インタビュー■
「アジアの奇跡」を考える
―21世紀日本のための新・入亜脱米論(2)
華人ネットワークと華人資本が
アジア経済の鍵を握る
――日本が「アジアの奇跡」に果たした役割については、どう評価されますか。
アベグレン■もちろん日本から技術が移行されたことは、確かにひとつのキーでした。そして、日本の高度成長が、米国市場への展開なくしてありえなかったように、NIESの発展もまた、日本市場、米国市場との活発な経済循環によってもたらされたといっていいでしょう。
日本にしてみれば、この「アジアの奇跡」が、日本を先頭とする一群の雁行のような飛翔であると、そう思い続けたいところでしょうが、残念ながらそれがすべてではありません。
もっと重要なキーは、アジアにおける華僑ネットワークの活躍です。
NIES諸国のなかでも、韓国、台湾、香港、シンガポールには、成長のための基盤が一定ありましたから、さほど驚くことではなかったが、もっと東南の地域、亜熱帯地域にまで発展がもたらされたのは、華人のリーダーシップがあったからです。

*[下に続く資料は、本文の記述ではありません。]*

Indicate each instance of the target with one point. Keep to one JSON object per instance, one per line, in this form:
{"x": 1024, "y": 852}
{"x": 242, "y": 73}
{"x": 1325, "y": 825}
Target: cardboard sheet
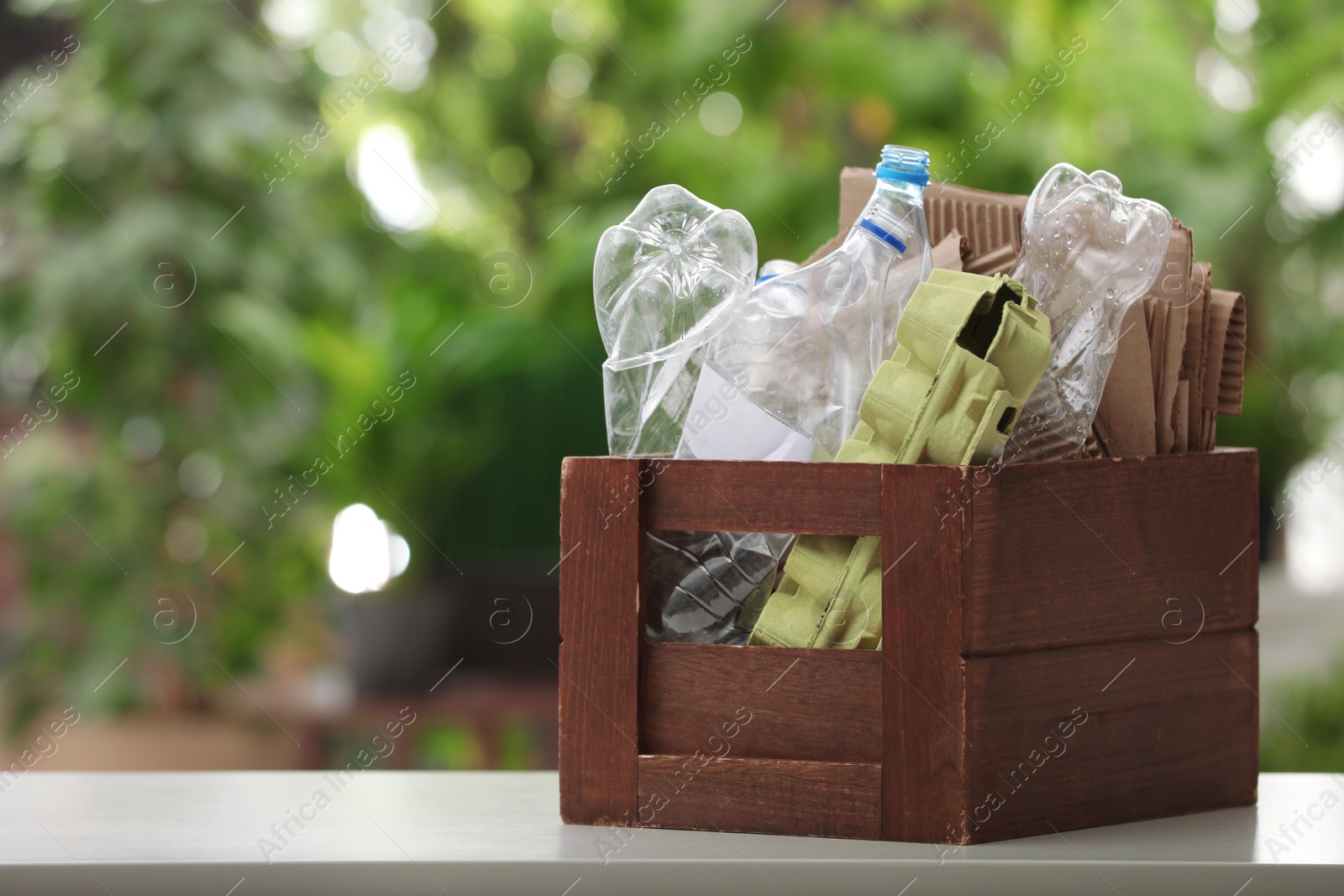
{"x": 1167, "y": 307}
{"x": 1195, "y": 356}
{"x": 1229, "y": 309}
{"x": 1126, "y": 421}
{"x": 949, "y": 251}
{"x": 996, "y": 261}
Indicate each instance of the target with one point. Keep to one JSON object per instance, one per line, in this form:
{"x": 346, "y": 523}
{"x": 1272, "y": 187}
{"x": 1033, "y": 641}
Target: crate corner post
{"x": 927, "y": 754}
{"x": 601, "y": 548}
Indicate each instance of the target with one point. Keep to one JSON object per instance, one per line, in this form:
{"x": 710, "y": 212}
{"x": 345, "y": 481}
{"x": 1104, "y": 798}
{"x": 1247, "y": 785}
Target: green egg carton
{"x": 971, "y": 351}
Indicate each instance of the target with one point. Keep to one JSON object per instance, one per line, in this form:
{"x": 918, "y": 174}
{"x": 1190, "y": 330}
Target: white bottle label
{"x": 725, "y": 425}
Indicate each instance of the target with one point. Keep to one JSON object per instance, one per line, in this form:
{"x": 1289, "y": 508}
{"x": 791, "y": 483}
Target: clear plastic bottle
{"x": 804, "y": 348}
{"x": 665, "y": 281}
{"x": 808, "y": 342}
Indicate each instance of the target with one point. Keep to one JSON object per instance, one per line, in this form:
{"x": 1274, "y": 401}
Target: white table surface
{"x": 460, "y": 833}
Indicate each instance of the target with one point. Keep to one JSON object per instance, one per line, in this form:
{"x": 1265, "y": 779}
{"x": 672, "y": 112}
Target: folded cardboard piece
{"x": 1182, "y": 352}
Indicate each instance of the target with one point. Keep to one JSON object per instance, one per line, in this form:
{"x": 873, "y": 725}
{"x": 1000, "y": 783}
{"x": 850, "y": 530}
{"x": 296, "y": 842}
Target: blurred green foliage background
{"x": 329, "y": 217}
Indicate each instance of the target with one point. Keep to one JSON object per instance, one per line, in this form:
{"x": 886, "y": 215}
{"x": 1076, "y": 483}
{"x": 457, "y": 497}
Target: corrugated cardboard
{"x": 996, "y": 261}
{"x": 1126, "y": 418}
{"x": 1166, "y": 307}
{"x": 990, "y": 221}
{"x": 1229, "y": 311}
{"x": 951, "y": 251}
{"x": 1195, "y": 358}
{"x": 1180, "y": 418}
{"x": 857, "y": 186}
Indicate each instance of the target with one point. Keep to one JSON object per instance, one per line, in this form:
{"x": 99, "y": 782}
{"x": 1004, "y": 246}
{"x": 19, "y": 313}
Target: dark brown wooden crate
{"x": 1113, "y": 548}
{"x": 780, "y": 797}
{"x": 600, "y": 638}
{"x": 1012, "y": 600}
{"x": 689, "y": 689}
{"x": 750, "y": 496}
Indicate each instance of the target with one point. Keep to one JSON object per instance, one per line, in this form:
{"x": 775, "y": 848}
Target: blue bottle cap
{"x": 904, "y": 163}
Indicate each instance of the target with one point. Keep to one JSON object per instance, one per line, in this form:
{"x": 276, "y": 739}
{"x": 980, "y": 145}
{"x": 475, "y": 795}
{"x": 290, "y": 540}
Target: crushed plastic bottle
{"x": 810, "y": 338}
{"x": 796, "y": 360}
{"x": 665, "y": 281}
{"x": 1088, "y": 254}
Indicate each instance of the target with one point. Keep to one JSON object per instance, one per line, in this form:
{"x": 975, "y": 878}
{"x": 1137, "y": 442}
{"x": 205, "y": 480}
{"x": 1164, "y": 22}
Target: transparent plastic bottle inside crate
{"x": 665, "y": 281}
{"x": 1088, "y": 254}
{"x": 803, "y": 349}
{"x": 808, "y": 340}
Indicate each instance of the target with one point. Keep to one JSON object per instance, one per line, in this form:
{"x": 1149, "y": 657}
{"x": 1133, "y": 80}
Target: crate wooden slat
{"x": 689, "y": 689}
{"x": 749, "y": 496}
{"x": 1160, "y": 537}
{"x": 601, "y": 634}
{"x": 785, "y": 797}
{"x": 1124, "y": 590}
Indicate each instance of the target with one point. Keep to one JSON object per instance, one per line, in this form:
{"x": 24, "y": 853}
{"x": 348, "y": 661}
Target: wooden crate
{"x": 1065, "y": 645}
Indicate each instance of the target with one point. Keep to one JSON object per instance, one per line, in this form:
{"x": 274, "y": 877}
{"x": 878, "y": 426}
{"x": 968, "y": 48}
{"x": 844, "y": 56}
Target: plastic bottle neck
{"x": 890, "y": 215}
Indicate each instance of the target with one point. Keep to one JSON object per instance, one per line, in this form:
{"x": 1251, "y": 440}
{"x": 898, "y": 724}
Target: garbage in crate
{"x": 1088, "y": 254}
{"x": 707, "y": 362}
{"x": 971, "y": 351}
{"x": 808, "y": 340}
{"x": 665, "y": 281}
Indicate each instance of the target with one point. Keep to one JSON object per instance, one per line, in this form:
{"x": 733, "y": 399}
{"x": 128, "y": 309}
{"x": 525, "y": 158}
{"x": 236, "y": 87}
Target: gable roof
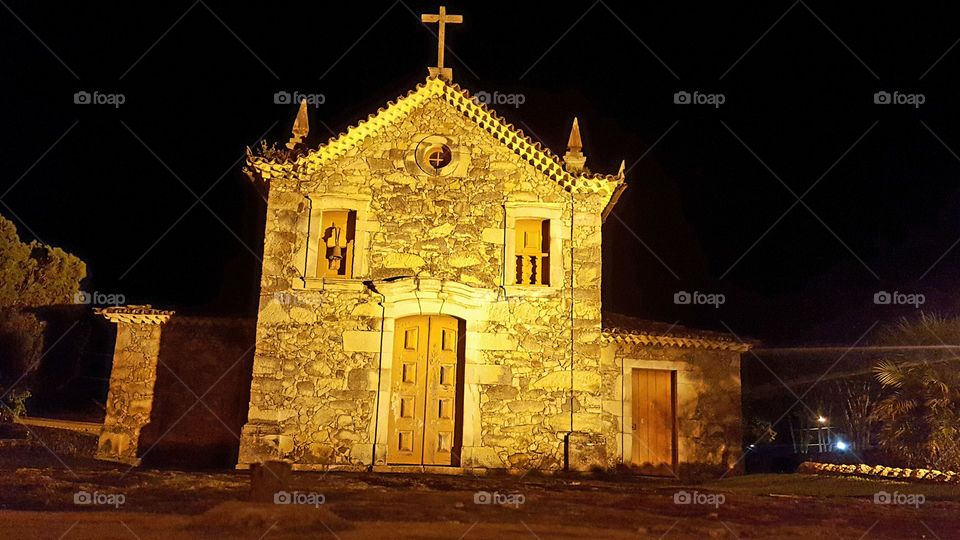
{"x": 510, "y": 136}
{"x": 623, "y": 329}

たとえば、インドネシアの民間資本の七〇〜八〇%は、華僑資本が占めています。人口はたったの三%です。タイにおいても、銀行資本は華人が握っており、華僑企業のCPグループが、多角的な産業化に打って出ています。シンガポールは、いうまでもなく華僑文化、華僑経済の国です。マレーシアの場合は、やや例外で、政界・財界の指導者は、ほとんどマレー人です。
いずれにしても、華人のビジネスセンス、ビジネスカルチュアは、アジア経済の最も重要なキーファクターといえます。今後は、華僑企業の産業資本投下は、これからおおいに注目すべきでしょう。
――今年に入って、アジア経済に停滞の気配が漂っていますが、三十年間の発展の勢いは、まだ衰えていないとみられていますか。
アベグレン■この三十数年間、アジアの経済成長率は世界の経済成長の三倍を記録しつづけてきましたが、ここ一、二年の動向が少し心配なところでしょうか。
タイでも通貨や株価の低落がみられています。今年の夏は、香港の株価も三日間で十五%の暴落をしました。香港ドルはまだ強いですが、やや経済の悪循環が起きているとみられます。アジア全体の成長率は、九%からいったん五%程度に落ちるでしょうが、その後回復するかどうか、この低落がどれほどの深刻な問題なのかは、もう少し慎重に様子を見る必要があります。
ただ言えることは、東南アジア全体の強み、底力はまだまだありますから、これは一時的な現象であり、必ず経験しなければならない過渡的な調整期であると、私はそうとらえています。
――その日本は、調整期間に入って五年ぐらい経ちますけど。
アベグレン■そうですね。(笑)でも、去年の日本の経済成長率は案外高かったでしょう。G7の国のなかで、最も高かったんですから。
ここのところ、日本経済については、悪口ばかりで、どうも消極的な論調になっていませんか。貿易収支の黒字を見たって、去年の成長率を見たって、日本経済が非常に強いということは、はっきりしていますよ。日本の製造企業は、資本金のコストを低く抑えて、新しい設備投資をして、もっと強くなれるでしょう。
アジアの将来的な成長のためには、日本の市場はもっとオープンにならなければだめですね。アメリカ任せにしないで、日本がアジア経済の中央に立つんだという意識で、健全な市場を率先して形成していかなければいけないじゃないでしょうか。